I've got an oddball problem here. I've got a little java program that filters Minecraft log files to make them easier to read. On each line of these logs, there are usually multiple instances of the character "§", which returns a hex value of FFFD.
I am filtering out this character (as well as the character following it) using:
currentLine = currentLine.replaceAll("\uFFFD.", "");
Now, when I run the program through NetBeans, it works swell. My lines get outputted looking like this:
CxndyAnnie: Mhm
CxndyAnnie: Sorry
But when I build the .jar file and wrap it into a .exe file using JSmooth, that character no longer gets filtered out when I run the .exe, and my lines come out looking like this:
§e§7[§f$65§7] §1§nCxndyAnnie§e: Mhm
§e§7[§f$65§7] §1§nCxndyAnnie§e: Sorry
(note: the additional square brackets and $65 show up because their filtering is dependent on the special character and it's following character being removed first)

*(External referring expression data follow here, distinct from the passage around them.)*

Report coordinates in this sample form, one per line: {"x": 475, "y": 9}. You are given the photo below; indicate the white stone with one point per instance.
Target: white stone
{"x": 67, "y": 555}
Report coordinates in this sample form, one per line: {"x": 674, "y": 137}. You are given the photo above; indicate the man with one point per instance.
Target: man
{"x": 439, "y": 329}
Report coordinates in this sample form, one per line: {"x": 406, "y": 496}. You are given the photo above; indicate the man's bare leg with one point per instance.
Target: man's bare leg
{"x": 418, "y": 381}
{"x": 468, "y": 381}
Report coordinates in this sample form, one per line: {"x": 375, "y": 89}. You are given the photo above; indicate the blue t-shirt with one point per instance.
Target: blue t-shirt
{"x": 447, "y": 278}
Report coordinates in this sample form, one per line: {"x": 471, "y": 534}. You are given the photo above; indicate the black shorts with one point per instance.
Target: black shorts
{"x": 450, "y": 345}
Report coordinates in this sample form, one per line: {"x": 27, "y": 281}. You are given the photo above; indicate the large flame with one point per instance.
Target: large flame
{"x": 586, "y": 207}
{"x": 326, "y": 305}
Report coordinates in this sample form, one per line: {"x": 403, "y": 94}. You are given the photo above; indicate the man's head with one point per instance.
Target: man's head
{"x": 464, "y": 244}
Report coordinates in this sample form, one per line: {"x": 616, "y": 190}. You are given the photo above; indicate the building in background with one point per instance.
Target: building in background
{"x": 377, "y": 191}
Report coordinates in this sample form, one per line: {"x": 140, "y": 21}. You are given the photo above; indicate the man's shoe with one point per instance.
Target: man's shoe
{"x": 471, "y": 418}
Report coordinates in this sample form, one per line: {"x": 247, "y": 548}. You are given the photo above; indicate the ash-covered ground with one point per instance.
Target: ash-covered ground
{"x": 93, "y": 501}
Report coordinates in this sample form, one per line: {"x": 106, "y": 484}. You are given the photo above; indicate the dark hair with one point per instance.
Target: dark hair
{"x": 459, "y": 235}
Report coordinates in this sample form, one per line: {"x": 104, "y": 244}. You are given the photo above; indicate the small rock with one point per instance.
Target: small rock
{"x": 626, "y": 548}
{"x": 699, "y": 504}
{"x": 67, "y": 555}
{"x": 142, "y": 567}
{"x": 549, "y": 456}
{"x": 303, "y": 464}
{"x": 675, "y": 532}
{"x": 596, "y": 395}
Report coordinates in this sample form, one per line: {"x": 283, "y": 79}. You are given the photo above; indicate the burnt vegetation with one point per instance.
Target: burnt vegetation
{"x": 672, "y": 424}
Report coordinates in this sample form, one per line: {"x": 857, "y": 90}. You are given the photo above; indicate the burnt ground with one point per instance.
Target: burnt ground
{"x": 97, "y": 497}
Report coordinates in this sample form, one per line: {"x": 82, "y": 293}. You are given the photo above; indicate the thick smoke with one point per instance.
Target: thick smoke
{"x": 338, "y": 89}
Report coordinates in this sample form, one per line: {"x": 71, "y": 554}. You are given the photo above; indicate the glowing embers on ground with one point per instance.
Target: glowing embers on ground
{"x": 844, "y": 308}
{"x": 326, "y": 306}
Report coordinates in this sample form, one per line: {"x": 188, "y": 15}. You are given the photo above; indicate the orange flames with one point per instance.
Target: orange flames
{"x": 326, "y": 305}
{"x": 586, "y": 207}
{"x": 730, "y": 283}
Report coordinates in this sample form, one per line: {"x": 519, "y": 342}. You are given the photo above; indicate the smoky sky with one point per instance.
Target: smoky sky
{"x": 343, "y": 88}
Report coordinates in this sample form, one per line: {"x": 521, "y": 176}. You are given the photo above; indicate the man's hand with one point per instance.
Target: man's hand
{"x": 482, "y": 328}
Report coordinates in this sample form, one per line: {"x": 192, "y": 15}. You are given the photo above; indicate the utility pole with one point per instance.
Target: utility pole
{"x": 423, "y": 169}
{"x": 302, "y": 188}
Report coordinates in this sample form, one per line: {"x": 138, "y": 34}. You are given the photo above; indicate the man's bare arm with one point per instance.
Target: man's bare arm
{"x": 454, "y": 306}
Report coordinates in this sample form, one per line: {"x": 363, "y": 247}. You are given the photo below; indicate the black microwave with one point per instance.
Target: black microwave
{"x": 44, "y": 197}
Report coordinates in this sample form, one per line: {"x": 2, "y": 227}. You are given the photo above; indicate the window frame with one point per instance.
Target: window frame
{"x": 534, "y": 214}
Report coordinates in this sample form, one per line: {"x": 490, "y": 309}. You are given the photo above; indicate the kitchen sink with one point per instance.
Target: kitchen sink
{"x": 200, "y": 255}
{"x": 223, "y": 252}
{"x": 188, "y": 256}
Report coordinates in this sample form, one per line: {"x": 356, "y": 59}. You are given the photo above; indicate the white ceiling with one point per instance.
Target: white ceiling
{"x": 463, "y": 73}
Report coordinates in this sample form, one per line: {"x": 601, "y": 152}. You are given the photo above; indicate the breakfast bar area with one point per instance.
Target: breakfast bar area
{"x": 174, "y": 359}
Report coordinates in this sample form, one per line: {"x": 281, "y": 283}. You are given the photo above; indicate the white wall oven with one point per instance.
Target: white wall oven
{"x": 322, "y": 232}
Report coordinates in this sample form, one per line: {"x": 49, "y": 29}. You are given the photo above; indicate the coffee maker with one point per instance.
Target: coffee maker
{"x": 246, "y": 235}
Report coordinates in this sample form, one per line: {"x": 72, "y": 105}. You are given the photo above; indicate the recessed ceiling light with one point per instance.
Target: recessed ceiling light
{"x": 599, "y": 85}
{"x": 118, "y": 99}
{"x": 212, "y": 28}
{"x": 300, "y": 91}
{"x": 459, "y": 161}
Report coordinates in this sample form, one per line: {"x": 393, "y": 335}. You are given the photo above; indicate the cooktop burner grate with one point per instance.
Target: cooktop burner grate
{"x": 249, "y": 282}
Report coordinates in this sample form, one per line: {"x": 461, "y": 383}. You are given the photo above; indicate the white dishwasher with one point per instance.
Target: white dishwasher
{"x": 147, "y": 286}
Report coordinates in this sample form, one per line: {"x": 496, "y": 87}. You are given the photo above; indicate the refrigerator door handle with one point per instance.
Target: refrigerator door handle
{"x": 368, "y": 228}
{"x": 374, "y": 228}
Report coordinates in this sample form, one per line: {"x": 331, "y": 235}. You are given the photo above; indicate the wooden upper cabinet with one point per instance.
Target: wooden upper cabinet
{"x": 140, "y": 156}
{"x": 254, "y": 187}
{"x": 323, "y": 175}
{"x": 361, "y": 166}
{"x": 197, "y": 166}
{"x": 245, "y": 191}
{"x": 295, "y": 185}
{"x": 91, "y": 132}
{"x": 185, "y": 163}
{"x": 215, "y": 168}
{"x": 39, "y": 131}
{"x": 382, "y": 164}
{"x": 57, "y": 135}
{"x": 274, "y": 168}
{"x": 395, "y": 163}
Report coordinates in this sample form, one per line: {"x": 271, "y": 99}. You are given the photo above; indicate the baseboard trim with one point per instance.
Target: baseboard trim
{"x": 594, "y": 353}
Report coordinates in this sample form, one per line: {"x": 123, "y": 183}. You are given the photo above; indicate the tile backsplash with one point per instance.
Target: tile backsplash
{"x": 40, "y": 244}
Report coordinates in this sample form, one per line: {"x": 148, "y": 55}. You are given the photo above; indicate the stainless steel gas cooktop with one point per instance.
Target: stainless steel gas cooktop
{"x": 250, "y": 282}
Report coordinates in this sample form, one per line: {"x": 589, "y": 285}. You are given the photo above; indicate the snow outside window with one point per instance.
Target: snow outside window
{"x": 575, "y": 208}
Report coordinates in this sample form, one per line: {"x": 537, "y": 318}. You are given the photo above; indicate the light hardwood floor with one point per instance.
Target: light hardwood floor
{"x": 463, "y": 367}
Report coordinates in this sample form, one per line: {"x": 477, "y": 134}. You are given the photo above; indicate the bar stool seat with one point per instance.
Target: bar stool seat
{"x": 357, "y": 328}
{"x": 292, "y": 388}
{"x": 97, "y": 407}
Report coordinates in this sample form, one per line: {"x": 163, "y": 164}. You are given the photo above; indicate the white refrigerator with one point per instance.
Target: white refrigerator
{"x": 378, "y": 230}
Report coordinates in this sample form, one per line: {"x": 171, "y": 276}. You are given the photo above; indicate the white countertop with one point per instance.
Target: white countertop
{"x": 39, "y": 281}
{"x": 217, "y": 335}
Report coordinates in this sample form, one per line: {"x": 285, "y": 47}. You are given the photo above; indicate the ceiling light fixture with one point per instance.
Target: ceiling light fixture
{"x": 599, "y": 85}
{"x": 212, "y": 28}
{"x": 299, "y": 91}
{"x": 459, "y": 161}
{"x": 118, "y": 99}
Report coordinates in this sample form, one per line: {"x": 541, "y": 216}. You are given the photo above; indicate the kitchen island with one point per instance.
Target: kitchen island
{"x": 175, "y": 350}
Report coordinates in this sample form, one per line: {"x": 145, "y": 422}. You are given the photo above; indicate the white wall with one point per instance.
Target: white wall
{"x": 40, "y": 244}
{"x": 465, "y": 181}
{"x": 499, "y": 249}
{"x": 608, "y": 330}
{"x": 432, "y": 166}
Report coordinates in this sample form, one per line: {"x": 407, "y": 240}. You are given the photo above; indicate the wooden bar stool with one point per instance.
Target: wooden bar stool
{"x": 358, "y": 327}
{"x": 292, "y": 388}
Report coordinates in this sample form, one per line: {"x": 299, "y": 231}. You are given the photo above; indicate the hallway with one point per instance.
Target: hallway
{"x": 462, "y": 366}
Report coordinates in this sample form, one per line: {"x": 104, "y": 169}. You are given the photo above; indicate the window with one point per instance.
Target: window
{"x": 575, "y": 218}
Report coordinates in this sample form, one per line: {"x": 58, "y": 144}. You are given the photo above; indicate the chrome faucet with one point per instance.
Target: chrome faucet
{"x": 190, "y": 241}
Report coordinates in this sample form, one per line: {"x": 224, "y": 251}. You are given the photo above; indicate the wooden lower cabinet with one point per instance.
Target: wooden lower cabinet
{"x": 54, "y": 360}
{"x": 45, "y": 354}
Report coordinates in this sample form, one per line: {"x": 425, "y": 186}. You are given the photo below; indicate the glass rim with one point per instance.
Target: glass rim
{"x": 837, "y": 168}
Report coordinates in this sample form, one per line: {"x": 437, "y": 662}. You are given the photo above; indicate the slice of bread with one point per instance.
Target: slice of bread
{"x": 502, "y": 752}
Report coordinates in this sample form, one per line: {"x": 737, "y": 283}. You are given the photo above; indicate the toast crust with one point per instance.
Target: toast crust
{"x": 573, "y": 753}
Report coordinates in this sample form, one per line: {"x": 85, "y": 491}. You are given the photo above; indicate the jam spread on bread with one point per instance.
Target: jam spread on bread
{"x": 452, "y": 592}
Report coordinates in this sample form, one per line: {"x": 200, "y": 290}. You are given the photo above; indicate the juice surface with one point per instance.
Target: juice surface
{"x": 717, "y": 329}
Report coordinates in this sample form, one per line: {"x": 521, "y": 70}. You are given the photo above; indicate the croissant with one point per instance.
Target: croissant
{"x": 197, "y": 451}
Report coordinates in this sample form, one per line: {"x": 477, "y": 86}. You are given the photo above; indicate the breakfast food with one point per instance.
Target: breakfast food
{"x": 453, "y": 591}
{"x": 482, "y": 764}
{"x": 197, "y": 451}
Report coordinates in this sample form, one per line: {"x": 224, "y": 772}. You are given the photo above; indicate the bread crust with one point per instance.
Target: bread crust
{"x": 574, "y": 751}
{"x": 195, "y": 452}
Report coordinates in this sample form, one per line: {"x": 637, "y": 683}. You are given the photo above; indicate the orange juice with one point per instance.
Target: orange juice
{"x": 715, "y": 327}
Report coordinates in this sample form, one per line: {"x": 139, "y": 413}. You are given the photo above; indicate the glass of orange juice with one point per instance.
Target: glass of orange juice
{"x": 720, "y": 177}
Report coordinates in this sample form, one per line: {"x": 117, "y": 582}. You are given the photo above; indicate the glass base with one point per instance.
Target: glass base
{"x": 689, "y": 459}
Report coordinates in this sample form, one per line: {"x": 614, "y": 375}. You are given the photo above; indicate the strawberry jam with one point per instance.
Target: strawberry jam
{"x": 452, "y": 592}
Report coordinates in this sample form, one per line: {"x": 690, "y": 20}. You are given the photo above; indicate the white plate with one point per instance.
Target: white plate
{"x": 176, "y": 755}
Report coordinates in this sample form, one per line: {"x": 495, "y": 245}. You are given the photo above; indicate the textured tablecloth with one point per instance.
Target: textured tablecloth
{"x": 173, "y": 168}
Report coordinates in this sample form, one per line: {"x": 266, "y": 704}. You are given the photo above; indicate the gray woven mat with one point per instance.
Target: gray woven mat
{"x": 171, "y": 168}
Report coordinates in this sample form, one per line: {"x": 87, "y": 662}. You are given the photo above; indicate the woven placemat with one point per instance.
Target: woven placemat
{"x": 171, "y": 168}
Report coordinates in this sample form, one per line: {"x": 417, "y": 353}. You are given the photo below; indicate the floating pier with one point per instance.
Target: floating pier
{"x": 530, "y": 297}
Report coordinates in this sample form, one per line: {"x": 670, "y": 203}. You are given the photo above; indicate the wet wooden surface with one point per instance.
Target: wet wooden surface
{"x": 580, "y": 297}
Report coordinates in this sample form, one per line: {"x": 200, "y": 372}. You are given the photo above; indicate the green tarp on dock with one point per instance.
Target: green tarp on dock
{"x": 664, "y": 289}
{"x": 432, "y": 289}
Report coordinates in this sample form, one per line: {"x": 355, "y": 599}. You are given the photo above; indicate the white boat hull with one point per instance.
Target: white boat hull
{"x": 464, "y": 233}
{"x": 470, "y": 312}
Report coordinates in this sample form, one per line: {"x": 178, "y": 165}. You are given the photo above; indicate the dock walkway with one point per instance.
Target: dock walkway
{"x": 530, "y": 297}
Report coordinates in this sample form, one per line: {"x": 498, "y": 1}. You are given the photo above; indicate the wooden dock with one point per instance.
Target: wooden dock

Any ideas why this would no longer work after putting it through JSmooth? Is there a different way to do the text replace that would preserve its function?
By the way, I also attempted to remove this character using
currentLine = currentLine.replaceAll("§.", "");
but that didn't work in Netbeans nor as a .exe.
I'll go ahead and past the full method below:
public static String[] filterLines(String[] allLines, String filterType, Boolean timeStamps) throws IOException {
String currentLine = null;
FileWriter saveFile = new FileWriter("readable.txt");
String heading;
String string1 = "[L]";
String string2 = "[A]";
String string3 = "[G]";
if (filterType.equals(string1)) {
heading = "LOCAL CHAT LOGS ONLY \r\n\r\n";
}
else if (filterType.equals(string2)) {
heading = "ADVERTISING CHAT LOGS ONLY \r\n\r\n";
}
else if (filterType.equals(string3)) {
heading = "GLOBAL CHAT LOGS ONLY \r\n\r\n";
}
else {
heading = "CHAT LINES CONTAINING \"" + filterType + "\" \r\n\r\n";
}
saveFile.write(heading);
for (int i = 0; i < allLines.length; i++) {
if ((allLines[i] != null ) && (allLines[i].contains(filterType))) {
currentLine = allLines[i];
if (!timeStamps) {
currentLine = currentLine.replaceAll("\\[..:..:..\\].", "");
}
currentLine = currentLine.replaceAll("\\[Client thread/INFO\\]:.", "");
currentLine = currentLine.replaceAll("\\[CHAT\\].", "");
currentLine = currentLine.replaceAll("\uFFFD.", "");
currentLine = currentLine.replaceAll("\\[A\\].", "");
currentLine = currentLine.replaceAll("\\[L\\].", "");
currentLine = currentLine.replaceAll("\\[G\\].", "");
currentLine = currentLine.replaceAll("\\[\\$..\\].", "");
currentLine = currentLine.replaceAll(".>", ":");
currentLine = currentLine.replaceAll("\\[\\$100\\].", "");
saveFile.write(currentLine + "\r\n");
//System.out.println(currentLine);
}
}
saveFile.close();
ProcessBuilder openFile = new ProcessBuilder("Notepad.exe", "readable.txt");
openFile.start();
return allLines;
}
FINAL EDIT
Just in case anyone stumbles across this and needs to know what finally worked, here's the snippet of code where I pull the lines from the file and re-encode it to work:
BufferedReader fileLines;
fileLines = new BufferedReader(new FileReader(file));
String[] allLines = new String[numLines];
int i=0;
while ((line = fileLines.readLine()) != null) {
byte[] bLine = line.getBytes();
String convLine = new String(bLine, Charset.forName("UTF-8"));
allLines[i] = convLine;
i++;
}
I also had a problem like this in the past with minecroft logs, I don’t remember the exact details, but the issue came down to a file format problem, where UTF8 encoding worked correctly but some other text encoding including the system default did not work correctly.
First:
Make sure that you specify UTF8 encoding when reading the byteArray from file so that allLines contains the correct info like so:
Path fileLocation = Paths.get("C:/myFileLocation/logs.txt");
byte[] data = Files.readAllBytes(fileLocation);
String allLines = new String(data , Charset.forName("UTF-8"));
Second:
Using \uFFFD is not going to work, because \uFFFD is only used to replace an incoming character whose value is unknown or unrepresentable in Unicode.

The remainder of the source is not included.